小説「ベジソルジャー」2

【目次】

・プロローグ1⇒http://estar.jp/_work_viewer?p=1&page=1&w=24821069&ws=0

・プロローグ2⇒http://estar.jp/_work_viewer?p=7&w=24821069

・1⇒http://estar.jp/_work_viewer?p=12&w=24821069

それから数か月。ギラギラの日光がジャンに降り注ぎ、アカの畑では収穫のときを迎えた。

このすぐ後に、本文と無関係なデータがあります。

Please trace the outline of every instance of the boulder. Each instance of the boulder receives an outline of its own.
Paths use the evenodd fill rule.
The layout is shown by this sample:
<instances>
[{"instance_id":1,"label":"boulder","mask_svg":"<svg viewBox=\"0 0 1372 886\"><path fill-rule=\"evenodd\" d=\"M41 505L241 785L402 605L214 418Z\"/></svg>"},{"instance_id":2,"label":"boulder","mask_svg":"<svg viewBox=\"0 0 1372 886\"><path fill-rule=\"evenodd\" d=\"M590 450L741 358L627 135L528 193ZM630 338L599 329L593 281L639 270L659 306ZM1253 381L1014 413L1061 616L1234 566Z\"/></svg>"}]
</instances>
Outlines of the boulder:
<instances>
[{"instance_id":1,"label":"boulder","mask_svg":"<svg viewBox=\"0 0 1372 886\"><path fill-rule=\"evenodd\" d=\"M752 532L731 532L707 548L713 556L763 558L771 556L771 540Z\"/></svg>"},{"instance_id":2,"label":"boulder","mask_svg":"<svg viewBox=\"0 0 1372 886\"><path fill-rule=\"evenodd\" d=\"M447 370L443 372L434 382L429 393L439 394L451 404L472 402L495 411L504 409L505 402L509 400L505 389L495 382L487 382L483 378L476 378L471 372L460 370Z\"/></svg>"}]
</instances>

はち切れそうな赤い実がたくさん生っている。アカはそのひとつをもぎ取り、がぶりと頬張った。実に詰まっていた水分がしぶきをあげ、口いっぱいに甘さが満ちた。

「うまい!」

普段はおとなしい性質のアカだが、収穫の喜びは抑えきれなかった。半分かじった実を太陽に掲げたあと、もう一方の腕もあげて万歳した。

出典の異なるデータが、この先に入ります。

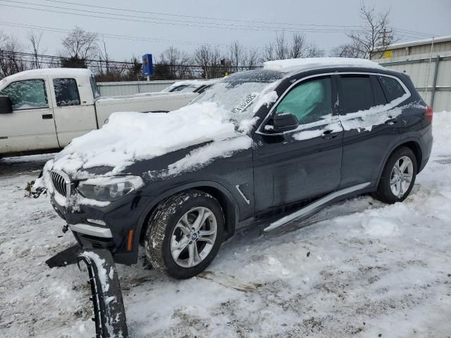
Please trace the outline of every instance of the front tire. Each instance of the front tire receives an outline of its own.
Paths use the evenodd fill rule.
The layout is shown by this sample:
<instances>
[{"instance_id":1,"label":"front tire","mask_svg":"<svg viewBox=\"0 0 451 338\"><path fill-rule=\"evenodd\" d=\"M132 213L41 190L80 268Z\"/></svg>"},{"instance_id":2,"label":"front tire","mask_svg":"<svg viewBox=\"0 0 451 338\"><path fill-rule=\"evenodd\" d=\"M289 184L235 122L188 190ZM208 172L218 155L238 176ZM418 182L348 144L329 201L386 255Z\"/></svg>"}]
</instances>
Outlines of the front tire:
<instances>
[{"instance_id":1,"label":"front tire","mask_svg":"<svg viewBox=\"0 0 451 338\"><path fill-rule=\"evenodd\" d=\"M147 259L174 278L190 278L211 263L223 232L224 215L216 199L198 190L178 194L159 205L149 220Z\"/></svg>"},{"instance_id":2,"label":"front tire","mask_svg":"<svg viewBox=\"0 0 451 338\"><path fill-rule=\"evenodd\" d=\"M414 187L416 170L416 158L409 148L395 150L385 163L376 198L389 204L406 199Z\"/></svg>"}]
</instances>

収穫の作業を続けようとするアカだったが、いきなりクラクションが鳴って飛び上がりそうになった。後ろを振り返ると、白いトラック。シロが笑っていた。

「かっこいいポーズしてんじゃん」

あの万歳は収穫の舞のようなもの。それを見られてしまい、アカは顔から火が出るほど恥ずかしかった。

「アカが作った野菜、今年も食べさせてよ」

実を選別するふりをして顔の色が収まるの待ってからトラックまで駆け寄り手渡した。

「ありがとう」

シロが口に運ぶと、毎年のことながらアカはドキドキした。

「やっぱりおいしいね。アカの野菜は。最高だよ」

シロが満足そうだったから、アカはようやく安堵した。

「そりゃそうだ。うまいに決まっている。で、お前はどこに行くんだ。また、ドライブに誘いにでも来たのか?」

すると、シロはかぶりを振った。

「アカが収穫で忙しいの知ってるのに、さすがの私も呑気に誘わないよ。これからロマンチアに送られる分の野菜を届けに村役場まで行くんだ」

トラックの荷台には楕円形に太った白い野菜の実がたっぷりと積んであった。シロの畑で作られる白い野菜は、本格的に気候が暑くなる前に収穫される。今は1年のうちに2回ある種まきを前にした休息期間に入っていた。

「それはご苦労さん」

アカが気遣うと、シロは「じゃ、行ってくるわ」とエンジンをかけ、運転席の窓を閉めた。

ところが、今にも走り出そうとしたところで、また窓を開けた。

「そうそう。来月あいつが村に帰って来るんだって。みんなで会わない?」

「あいつって誰だ?」

「あいつって、キイに決まってるじゃん。アオやミドにも伝えといてよ。お願いね」

「キイか。それは楽しみだな……って、自分で伝えればいいじゃないか」

「ミドはいいけど、アオと話すのはめんどくさいもん。じゃ、よろしく」

アカの返答を待たずに、シロは猛スピードで去って行った。